Observant que la plupart des scénarios macro-économiques pour l’horizon 1999-2000 prévoyaient une amélioration globale de l’économie mondiale, un regain de croissance dans la zone euro et un « atterrissage en douceur » des États-Unis, M. Didier Migaud, rapporteur général, s’est interrogé sur les risques qui pèsent sur un tel scénario et sur les conséquences qu’aurait un éventuel éclatement de la bulle financière aux États-Unis. Il s’est également inquiété des répercussions sur les perspectives de croissance en France et des faibles performances économiques de l’Italie et de l’Allemagne. Il a demandé aux économistes s’ils jugent fondés les reproches formulés par plusieurs organismes, dont l’OCDE, sur la rigidité et la segmentation du marché du travail français et sur les risques que l’absence de réformes structurelles profondes ferait peser sur la croissance à long terme. Il s’est enfin interrogé sur les facteurs qui pourraient compromettre, à l’horizon 2000, la mécanique vertueuse de la confiance, de la consommation et du revenu observée pour les ménages depuis plusieurs trimestres, ainsi que sur la pérennité de l’actuel système de « policy mix ».

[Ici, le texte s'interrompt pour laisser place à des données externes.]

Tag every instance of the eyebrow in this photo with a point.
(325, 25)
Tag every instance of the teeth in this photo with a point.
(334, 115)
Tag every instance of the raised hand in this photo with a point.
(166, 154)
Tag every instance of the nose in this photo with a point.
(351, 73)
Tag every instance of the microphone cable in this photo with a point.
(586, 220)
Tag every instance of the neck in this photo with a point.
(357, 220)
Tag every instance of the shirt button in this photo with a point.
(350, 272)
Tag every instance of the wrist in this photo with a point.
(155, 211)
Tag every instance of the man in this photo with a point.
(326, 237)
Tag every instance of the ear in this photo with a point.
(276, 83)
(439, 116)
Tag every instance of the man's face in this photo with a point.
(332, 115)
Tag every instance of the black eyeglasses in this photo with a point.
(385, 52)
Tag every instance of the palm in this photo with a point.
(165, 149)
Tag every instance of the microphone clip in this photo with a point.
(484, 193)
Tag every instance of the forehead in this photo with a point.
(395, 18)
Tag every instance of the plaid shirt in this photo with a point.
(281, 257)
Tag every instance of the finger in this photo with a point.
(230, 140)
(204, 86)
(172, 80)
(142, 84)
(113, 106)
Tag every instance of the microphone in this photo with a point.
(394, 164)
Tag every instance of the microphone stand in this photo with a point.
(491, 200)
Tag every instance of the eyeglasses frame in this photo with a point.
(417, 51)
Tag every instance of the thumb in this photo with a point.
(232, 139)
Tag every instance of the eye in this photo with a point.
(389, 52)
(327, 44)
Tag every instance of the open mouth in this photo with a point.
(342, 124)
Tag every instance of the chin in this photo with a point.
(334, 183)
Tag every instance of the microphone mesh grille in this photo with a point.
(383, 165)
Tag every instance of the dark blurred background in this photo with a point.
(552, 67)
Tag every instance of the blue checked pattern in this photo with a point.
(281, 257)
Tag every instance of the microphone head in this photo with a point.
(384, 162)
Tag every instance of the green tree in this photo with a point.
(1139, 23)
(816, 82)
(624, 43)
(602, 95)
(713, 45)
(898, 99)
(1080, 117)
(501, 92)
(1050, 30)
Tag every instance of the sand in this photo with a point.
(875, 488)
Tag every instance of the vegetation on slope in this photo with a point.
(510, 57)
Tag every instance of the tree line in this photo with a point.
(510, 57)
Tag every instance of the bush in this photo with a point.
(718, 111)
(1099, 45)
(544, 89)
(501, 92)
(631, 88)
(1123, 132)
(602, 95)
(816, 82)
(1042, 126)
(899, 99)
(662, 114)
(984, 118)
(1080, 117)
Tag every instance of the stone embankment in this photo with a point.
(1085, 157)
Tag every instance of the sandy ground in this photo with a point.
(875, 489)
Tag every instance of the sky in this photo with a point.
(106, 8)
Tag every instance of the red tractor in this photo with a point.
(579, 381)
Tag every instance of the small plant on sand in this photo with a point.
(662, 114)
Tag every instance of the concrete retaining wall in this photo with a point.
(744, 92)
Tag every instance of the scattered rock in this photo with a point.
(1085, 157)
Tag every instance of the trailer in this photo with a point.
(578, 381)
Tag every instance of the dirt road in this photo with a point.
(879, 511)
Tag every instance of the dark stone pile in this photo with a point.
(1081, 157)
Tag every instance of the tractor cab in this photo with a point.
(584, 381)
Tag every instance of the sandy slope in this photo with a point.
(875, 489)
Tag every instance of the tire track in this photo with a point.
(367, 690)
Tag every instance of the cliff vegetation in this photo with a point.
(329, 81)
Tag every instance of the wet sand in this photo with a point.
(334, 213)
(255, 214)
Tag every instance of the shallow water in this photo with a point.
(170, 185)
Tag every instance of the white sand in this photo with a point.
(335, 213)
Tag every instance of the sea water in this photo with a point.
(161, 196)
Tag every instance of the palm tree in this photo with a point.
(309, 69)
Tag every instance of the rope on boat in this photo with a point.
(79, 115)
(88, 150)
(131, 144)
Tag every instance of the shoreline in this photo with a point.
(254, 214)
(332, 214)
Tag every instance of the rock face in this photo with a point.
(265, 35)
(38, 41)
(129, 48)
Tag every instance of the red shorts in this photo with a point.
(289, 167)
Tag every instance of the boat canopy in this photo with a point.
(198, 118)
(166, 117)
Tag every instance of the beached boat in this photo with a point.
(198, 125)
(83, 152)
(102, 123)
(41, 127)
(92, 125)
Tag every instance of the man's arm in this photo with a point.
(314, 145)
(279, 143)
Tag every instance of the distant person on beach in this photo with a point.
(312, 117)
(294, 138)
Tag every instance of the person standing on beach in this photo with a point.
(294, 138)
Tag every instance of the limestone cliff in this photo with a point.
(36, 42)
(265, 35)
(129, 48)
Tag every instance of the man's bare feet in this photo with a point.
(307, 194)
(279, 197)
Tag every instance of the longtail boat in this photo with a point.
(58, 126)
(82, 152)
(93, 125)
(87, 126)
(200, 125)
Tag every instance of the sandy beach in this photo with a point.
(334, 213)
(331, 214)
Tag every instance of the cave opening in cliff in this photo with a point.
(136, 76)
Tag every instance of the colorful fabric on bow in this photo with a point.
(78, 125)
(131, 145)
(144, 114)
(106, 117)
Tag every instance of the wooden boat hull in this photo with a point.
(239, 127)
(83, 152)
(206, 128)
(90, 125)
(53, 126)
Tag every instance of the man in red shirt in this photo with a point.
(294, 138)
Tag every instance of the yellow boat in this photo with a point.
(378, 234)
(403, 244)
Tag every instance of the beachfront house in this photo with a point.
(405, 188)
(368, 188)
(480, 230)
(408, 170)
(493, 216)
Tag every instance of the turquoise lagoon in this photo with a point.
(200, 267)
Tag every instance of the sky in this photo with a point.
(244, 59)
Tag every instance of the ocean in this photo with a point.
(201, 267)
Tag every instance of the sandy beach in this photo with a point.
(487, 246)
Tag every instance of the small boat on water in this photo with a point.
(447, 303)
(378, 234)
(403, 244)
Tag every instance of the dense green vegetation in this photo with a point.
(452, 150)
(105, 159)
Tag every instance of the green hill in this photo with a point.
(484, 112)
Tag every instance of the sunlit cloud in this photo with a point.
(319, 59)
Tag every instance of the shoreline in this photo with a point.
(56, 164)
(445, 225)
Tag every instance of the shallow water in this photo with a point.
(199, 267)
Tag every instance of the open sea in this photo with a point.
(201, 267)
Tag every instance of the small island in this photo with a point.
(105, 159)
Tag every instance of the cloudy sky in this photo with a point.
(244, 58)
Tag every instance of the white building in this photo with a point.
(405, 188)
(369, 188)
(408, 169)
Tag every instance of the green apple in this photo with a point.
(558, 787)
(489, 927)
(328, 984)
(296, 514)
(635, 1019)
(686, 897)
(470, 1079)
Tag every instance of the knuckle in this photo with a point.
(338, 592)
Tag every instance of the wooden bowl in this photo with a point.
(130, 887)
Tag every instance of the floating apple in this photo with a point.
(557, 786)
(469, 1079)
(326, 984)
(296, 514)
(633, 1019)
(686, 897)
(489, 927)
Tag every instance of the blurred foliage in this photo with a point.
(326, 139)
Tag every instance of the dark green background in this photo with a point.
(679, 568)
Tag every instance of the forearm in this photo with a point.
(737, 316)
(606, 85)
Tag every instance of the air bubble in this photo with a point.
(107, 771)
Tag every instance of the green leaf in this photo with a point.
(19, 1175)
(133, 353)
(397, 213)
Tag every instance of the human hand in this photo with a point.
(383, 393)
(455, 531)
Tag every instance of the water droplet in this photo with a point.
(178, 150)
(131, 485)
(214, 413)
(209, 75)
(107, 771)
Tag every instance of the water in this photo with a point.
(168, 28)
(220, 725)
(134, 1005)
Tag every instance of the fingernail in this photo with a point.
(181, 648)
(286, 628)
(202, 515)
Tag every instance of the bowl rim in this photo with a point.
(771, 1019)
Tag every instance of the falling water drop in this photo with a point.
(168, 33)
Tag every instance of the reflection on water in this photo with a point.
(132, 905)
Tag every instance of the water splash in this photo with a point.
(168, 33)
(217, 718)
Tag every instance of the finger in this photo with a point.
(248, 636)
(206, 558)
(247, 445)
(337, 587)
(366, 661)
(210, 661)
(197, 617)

M. Philippe Bouyoux a rappelé que l’économie française enregistrait, dans les années 90, un rythme de croissance compris entre 1 et 1,5 %. Si l’on prend en considération les 25 dernières années, ce rythme s’élevait alors à environ 2,2 % l’an. Il a considéré que certains éléments pouvaient laisser penser que ce rythme pourrait atteindre à l’avenir 2,5 ou 3 %. Dès lors, l’hypothèse d’une croissance potentielle de 2,2 % est une hypothèse prudente. Il a insisté sur le fait qu’il fallait distinguer entre la croissance potentielle et la croissance possible : en effet, si l’économie française a connu une croissance inférieure à son potentiel pendant plusieurs années, elle a en quelque sorte accumulé un déficit de croissance autorisant un rattrapage et donc une croissance plus rapide, sans que les équilibres macro-économiques soient, de ce fait, menacés.

S’agissant de l’équilibre budgétaire, il a indiqué que le solde primaire serait presque nul en 1999 et qu’un excédent devrait apparaître en l’an 2000.

Il a confirmé que l’Allemagne et l’Italie avaient connu une croissance plus faible que celle de l’économie française et que tout laissait à penser que cette situation perdurerait au moins jusqu’à la fin de cette année. Selon lui, cet écart s’explique d’abord par la spécialisation différente du commerce extérieur de ces deux pays, tant géographique – l’Allemagne étant plus engagée vis-à-vis de la Russie et des pays de l’Est – que sectorielle, l’Italie étant spécialisée sur des secteurs où la concurrence des pays émergents est forte. Dès lors, si la croissance des pays émergents se résout, on peut s’attendre à un rebond de la croissance allemande ou italienne. En second lieu, il faut observer que l’évolution de la demande a été, en Allemagne et en Italie, deux fois plus faible que celle observée en France au cours des deux dernières années, l’augmentation constatée dans notre pays s’expliquant par la forte croissance des revenus d’activité, et, donc, par une meilleure tenue du marché du travail. Enfin, il a attiré l’attention sur le fait que le « policy mix » a été très différent en Italie, puisque ce pays a mené un ajustement budgétaire à marche forcée pour intégrer la zone euro.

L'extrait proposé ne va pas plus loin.